Membedah UU ITE Terbaru: Inilah Perubahan Penting dalam Undang-Undang Nomor 1 Tahun 2024
Undang-Undang Nomor 1 Tahun 2024 tentang
Perubahan Kedua atas Undang-Undang Nomor 11 Tahun 2008 tentang Informasi dan
Transaksi Elektronik (ITE) resmi berlaku pada 2 Januari 2024. Revisi ini
menjadi langkah pemerintah dalam menjawab kritik publik terhadap sejumlah pasal
UU ITE yang dinilai multitafsir dan rawan digunakan untuk membatasi kebebasan
berekspresi.
UU ITE terbaru memuat pembaruan yang
signifikan, baik dari aspek pengaturan sanksi, perlindungan pengguna, hingga
penguatan alat bukti digital dalam proses penegakan hukum.
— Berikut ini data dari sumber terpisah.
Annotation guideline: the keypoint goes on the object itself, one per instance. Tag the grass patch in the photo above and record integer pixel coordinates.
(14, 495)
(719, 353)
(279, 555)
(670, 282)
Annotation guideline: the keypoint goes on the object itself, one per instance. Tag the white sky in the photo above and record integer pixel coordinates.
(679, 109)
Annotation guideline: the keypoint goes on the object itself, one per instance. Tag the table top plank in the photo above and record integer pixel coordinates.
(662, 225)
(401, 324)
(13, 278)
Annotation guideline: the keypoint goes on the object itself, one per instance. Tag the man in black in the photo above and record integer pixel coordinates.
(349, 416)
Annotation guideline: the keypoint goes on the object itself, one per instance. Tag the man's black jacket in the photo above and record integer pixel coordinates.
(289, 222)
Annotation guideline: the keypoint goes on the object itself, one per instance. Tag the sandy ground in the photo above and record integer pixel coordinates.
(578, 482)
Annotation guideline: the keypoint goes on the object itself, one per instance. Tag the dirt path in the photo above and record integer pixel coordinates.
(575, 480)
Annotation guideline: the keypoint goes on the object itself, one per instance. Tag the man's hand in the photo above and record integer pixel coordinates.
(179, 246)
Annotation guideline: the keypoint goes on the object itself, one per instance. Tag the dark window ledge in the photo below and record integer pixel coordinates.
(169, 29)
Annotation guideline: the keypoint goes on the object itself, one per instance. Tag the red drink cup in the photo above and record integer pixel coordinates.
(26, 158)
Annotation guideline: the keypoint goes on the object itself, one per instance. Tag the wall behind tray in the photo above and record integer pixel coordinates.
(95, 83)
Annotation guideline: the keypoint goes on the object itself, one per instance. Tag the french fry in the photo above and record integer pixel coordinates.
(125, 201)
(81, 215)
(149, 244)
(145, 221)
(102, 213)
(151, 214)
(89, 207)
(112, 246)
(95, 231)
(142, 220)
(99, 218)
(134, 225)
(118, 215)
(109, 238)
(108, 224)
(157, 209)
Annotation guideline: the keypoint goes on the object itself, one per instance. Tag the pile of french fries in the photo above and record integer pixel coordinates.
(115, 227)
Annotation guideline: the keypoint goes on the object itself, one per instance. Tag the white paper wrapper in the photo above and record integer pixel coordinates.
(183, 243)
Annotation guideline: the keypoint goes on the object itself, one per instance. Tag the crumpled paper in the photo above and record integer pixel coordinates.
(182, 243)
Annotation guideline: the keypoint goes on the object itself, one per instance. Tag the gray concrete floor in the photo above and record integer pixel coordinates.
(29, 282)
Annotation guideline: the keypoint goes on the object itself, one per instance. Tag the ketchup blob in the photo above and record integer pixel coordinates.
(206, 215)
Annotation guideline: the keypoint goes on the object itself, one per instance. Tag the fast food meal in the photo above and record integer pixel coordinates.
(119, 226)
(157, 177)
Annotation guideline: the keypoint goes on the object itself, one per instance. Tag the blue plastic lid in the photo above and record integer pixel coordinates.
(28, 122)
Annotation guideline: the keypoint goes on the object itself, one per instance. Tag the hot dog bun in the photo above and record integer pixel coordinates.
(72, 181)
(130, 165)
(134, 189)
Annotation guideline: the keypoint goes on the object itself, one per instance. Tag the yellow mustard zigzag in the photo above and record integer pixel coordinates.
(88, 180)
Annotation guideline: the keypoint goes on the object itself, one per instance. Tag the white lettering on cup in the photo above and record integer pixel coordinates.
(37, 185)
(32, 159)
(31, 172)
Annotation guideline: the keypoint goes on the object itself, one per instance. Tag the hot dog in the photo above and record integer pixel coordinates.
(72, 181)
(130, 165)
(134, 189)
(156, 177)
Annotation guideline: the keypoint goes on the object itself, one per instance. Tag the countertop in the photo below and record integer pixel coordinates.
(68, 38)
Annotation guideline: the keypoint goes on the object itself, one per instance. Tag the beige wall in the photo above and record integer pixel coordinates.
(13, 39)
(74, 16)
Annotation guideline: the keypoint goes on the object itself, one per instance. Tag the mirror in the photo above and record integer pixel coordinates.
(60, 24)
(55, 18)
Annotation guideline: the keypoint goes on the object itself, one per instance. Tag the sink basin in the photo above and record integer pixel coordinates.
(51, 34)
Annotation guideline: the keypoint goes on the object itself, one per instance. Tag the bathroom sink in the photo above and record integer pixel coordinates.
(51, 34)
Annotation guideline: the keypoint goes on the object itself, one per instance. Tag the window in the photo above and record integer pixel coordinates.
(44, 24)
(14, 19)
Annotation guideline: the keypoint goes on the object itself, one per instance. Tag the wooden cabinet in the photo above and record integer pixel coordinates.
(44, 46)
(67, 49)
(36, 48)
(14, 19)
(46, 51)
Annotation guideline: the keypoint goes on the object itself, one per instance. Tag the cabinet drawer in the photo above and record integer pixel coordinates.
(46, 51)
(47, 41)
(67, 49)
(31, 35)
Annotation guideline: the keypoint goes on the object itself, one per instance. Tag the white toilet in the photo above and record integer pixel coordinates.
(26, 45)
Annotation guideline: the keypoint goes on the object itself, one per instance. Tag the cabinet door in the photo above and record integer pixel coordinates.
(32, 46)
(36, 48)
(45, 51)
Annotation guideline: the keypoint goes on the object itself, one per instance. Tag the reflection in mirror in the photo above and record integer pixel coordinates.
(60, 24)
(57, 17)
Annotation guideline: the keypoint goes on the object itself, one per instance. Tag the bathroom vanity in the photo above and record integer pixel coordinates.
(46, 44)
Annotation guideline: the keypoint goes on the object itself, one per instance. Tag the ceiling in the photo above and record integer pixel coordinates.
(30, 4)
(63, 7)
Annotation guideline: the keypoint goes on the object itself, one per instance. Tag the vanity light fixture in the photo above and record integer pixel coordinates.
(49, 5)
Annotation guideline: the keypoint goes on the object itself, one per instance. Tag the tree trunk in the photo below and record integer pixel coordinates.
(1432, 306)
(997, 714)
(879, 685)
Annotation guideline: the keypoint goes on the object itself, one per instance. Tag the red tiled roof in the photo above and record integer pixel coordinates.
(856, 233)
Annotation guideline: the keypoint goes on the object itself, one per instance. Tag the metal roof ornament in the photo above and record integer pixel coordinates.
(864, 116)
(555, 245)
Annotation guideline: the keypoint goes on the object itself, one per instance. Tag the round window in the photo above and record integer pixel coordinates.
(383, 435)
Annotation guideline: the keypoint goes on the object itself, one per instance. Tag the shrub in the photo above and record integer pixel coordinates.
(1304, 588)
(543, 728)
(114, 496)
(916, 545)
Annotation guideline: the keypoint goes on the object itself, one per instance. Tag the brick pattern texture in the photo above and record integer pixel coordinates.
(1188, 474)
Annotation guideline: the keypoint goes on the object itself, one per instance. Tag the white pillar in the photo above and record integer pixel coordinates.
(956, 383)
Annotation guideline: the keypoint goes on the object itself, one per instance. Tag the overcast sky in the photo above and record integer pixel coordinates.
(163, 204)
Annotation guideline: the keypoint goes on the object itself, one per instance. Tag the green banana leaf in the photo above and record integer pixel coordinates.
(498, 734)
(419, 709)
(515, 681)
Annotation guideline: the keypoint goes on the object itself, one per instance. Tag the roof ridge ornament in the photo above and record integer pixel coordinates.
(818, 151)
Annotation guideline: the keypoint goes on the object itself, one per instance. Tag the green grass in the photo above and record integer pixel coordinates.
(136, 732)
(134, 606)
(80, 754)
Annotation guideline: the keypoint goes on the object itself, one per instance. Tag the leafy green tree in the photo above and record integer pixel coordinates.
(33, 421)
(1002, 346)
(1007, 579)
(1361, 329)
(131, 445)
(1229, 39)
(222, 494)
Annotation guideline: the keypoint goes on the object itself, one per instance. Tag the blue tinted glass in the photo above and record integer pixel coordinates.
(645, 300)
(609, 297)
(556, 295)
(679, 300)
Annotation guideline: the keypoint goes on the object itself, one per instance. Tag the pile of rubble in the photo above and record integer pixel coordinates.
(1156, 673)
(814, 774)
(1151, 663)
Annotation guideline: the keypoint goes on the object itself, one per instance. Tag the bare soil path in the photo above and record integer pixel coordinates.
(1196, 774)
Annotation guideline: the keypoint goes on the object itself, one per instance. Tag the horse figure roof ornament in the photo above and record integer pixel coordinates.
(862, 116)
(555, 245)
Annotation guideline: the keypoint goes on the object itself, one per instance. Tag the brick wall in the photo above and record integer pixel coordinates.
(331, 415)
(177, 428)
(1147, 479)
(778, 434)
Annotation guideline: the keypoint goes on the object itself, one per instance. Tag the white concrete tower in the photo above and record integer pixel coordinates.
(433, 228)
Berikut rangkuman
dan pembahasan lengkapnya.
Latar Belakang Revisi
UU ITE pertama kali lahir pada 2008 dan
diperbarui pada 2016 melalui UU Nomor 19 Tahun 2016. Namun, berbagai kalangan,
mulai dari akademisi, jurnalis, hingga aktivis kebebasan berekspresi, terus
menyuarakan kekhawatiran terhadap sejumlah ketentuannya, terutama Pasal 27
tentang pencemaran nama baik dan Pasal 28 tentang ujaran kebencian.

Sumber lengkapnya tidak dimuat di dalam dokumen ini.